Bu fikre Keloğlan sevinmiş. Önce Musa Dayı bir yalan söylemiş.
(İşte keloğlan burada hata yapıyor sonuç ne olursa olsun değirmen yine dönecek kazananı belli bir tartışmaya girişiyorlar.)
- Keloğlan, benim babam çiftçi idi. Bizim harman yerinde kendi kendine bir karpuz göğerdi. Biz buna güzelce baktık. Bu da büyüdükçe büyüdü, dağ gibi bir karpuz oldu. Olduğu zaman babam bir baltacı tuttu. Bunlar kesmeye başladılar. Bunlardan birisinin elinden baltası karpuzun içine düştü. Adam baltasını almak için karpuzun içine girdi. Baltayı ararken içeride bir adamla karşılaştı. Baltacı sordu ki ‘hemşerim sen bu karpuzun içerisinde balta gördün mü?’ dedi. Adam da ‘Yavu sen ne söylersin? Ben bir bezirgânım. Develerimi ve adamlarımı yitirdim. Bir hafta oldu arayıp bulamadım. Sen baltanı mı bulacaksın?’ dedi. İşte, bizim bu karpuzun suyundan Van Gölü meydana geldi, demiş. Adam sözünü burada kesmiş. Sonra da Keloğlan’a dönüp ‘haydi, bir yalan da sen söyle bakalım’ demiş.
Keloğlan da başlamış:
- Musa Dayı, benim babam arıcı idi. Petekten sabah kaç arı gitti, akşam kaç arı döndü hepsini sayardı. Günlerden bir gün bizim bir topal arı vardı, bu peteğe dönmedi. Babam da ‘bu arı ne oldu’ diye sabaha kadar uyumadı. Sabahleyin bizden bir çuvaldız istedi. Çuvaldızı yere dikip, yalın ayak üzerine çıktı. Dört tarafa bakarken, çift süren bir öküzün üzerine konmuş olan arıyı gördü. Hemen bana seslendi, ‘horozu eğerle getir’ diye. Ben de hemen horozu eğerledim. Babam da üzerine binerek gidip bizim topal arıyı kurtardı. Ama bizim horozun sırtını eğer vurduğu için yara olmuştu. İşte o yaraya ceviz yağı çaldık. Derken oradan bir ceviz çıktı. Bu büyüdü de büyüdü, kocaman bir ceviz oldu. Yapraklarını döktüğü zaman, kocaman bir tarla oldu. Biz bu tarlayı ekip biçmeye başladık. Ekinler olduğu zaman ele tırpanları aldık. Tam biçmeye başladık ki bir tilki çıktı. Babam tırpanı fırlattı. Tırpanın ipi, tilkinin kuyruğuna geçti. Tilki de tarlada bir o tarafa bir bu tarafa gittikçe bizim ekinler biçildi. Toplayıp harman ettik. Harmanı savurduk. Buğdayları ölçmeye başladık. Ölçerken gıratın içinden bir kâğıt çıktı. Alıp okuduk ki ‘yalanı Keloğlan kazandı, Musa Dayı hapı yuttu’ yazıyor.”

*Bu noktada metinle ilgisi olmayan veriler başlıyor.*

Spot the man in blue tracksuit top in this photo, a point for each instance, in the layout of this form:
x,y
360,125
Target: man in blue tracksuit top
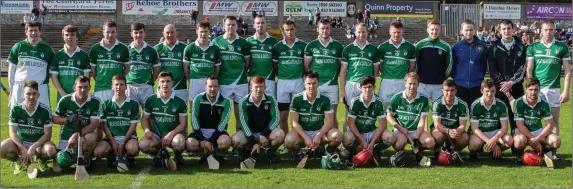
x,y
470,63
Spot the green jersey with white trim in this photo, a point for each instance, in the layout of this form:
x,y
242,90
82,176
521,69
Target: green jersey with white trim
x,y
548,61
233,54
450,117
141,62
164,114
261,63
396,59
90,109
172,61
311,114
532,115
202,62
366,115
360,61
108,62
30,125
32,61
408,113
69,66
290,59
119,117
489,119
325,59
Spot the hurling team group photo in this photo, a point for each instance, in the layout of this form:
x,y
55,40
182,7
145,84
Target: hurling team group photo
x,y
232,101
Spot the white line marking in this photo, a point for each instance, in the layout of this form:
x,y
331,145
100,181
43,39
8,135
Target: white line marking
x,y
140,177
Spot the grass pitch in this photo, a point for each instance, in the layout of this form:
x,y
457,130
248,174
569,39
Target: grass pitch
x,y
481,173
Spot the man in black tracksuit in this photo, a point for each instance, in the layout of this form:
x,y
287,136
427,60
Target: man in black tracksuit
x,y
506,60
259,118
209,117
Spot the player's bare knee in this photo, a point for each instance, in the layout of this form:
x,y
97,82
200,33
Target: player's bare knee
x,y
224,142
238,140
192,145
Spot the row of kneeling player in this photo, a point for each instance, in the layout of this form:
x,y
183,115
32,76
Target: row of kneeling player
x,y
164,122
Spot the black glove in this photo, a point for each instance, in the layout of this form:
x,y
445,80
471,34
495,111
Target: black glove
x,y
72,118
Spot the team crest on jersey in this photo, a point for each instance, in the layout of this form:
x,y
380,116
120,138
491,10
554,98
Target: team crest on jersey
x,y
480,49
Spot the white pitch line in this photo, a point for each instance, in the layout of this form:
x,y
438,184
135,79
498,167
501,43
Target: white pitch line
x,y
140,177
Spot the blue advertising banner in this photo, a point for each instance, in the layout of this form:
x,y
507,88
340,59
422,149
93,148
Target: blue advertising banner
x,y
399,9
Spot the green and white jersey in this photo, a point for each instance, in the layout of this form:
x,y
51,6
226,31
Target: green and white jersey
x,y
311,114
360,61
164,114
90,109
489,118
172,61
233,54
548,61
261,63
119,117
325,59
202,62
366,114
30,125
108,62
290,59
141,62
408,112
69,66
450,117
396,59
532,115
32,61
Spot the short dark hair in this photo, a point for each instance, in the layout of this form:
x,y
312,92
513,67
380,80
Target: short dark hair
x,y
258,80
32,84
487,83
165,74
110,24
289,22
506,22
212,78
204,24
82,79
230,18
33,24
137,26
449,83
324,21
397,25
531,81
310,74
412,75
367,80
71,29
119,78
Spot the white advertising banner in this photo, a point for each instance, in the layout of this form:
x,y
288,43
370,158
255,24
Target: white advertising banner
x,y
158,7
327,8
502,11
80,6
15,7
233,8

Bu durum önce Kur’an’dan nasihat dinleyen sonra yalan yarışına tutuşan sonra da kendi yalanlarına inanan Müslümanlara! çok benzemiş. Yani bu yalan atılacaksa biz bu konuda da onlardan daha iyi yalan söyleyebiliriz değil mi? Keloğlan da böyle yapmış. Aslında Keloğlan’ın babasının bildiği ya da yaşadığı bir şeyler olmalı. Çünkü bu değirmenci Musa Dayı’ya güvenmiyor. Mutlaka aralarında bir şeyler geçmiş olmalı. Maalesef kimse sözü dinlemiyor işte. Güvenmemeleri gereken yerlerde gezinip duruyorlar.
Bu yalana ağzı açık kalan Musa Dayı ne yapmıştır sizce?

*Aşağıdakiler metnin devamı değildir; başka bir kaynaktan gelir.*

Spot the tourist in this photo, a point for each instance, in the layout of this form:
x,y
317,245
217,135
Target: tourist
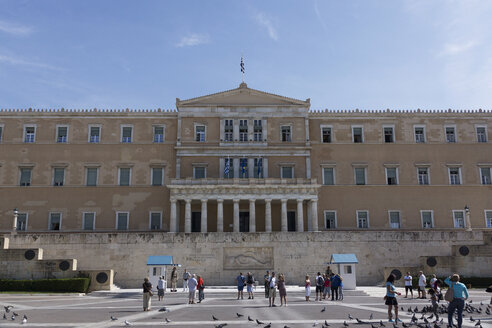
x,y
241,281
174,280
281,289
340,287
390,298
327,286
272,290
422,283
460,295
307,285
266,281
160,288
320,284
186,276
147,294
408,284
192,283
200,286
250,281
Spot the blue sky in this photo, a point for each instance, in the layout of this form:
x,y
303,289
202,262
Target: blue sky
x,y
363,54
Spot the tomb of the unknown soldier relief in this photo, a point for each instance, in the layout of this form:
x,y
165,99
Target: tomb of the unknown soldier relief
x,y
243,180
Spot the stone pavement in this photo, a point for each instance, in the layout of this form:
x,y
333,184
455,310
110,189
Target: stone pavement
x,y
94,310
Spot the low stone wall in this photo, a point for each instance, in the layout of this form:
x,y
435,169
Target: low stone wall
x,y
218,257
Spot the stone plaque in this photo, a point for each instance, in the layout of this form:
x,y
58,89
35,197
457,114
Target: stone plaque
x,y
248,258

“Bunun üzerine Musa Dayı ‘Keloğlan, baban daha çuvaldızın üzerine çıktığı zaman ben hapı yutmuştum. Ondan sonra nefesini boşa harcadın. Ben de tam senin gibi bir adam arıyordum. Bir değil üç değirmenimi de sana bırakayım, sen çekip çevir gayri’ demiş.”

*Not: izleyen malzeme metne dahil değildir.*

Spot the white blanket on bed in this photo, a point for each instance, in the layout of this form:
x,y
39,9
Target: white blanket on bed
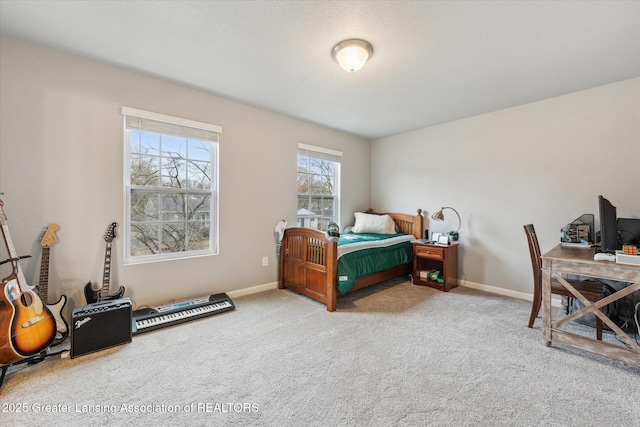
x,y
352,247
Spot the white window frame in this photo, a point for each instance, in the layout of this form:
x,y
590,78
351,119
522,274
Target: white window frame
x,y
184,128
334,156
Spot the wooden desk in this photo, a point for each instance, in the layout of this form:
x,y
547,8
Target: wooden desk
x,y
567,260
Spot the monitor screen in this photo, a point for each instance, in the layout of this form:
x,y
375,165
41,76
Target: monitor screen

İşte tüm işleyiş tıpkı bu tebessüm ettiren hikâyedeki gibi dönüyor. Baktı ki sistem kendini idare edemiyor halkı inandıramıyorlar Onlar da öyle yapıyorlar. Alın size yönetim bu halkı ancak siz ikna edebilirsiniz. Nasılsa tüm değirmenler de onların ya, değişen bir şey yok. Siz sadece bekçisiniz orada ama değirmen bozulursa da tamir etmek zorundasınız. Bakın Musa Dayı bile öyle herkese değirmenini teslim etmiyor. Önce halkı ikna edebiliyor mu ona bakıyor. Eğer o kabiliyeti görmüşse teslim ediyor. Demek ki bu sistemin sahipleri dindar, tutucu kesimde bu beceriyi görmüş ki sistemlerini yönetme hakkını onlara vermişler. Şimdi de uzun zamandır değirmenlerinde buğday öğütmek istemeyen bir kesim aniden buğdaylarını öğütmeye karar vermiş gibi görünüyor.
İnşallah bizler böylesi geçici düşlerin esiri olmayız. Allah katında tek geçerli din İslam’dır. Ve O’nun hükmü bütün bir kâinat için geçerlidir. Bizlere de hayatımız pahasına bu değerleri korumak, hakim kılmak düşer. İnşallah hepimiz böylesi bir yolda hayatlarımızı sonlandırırız. Allah hepimizin yar ve yardımcısı olacaktır. Bunda hiçbir zaman şüphemiz olmasın.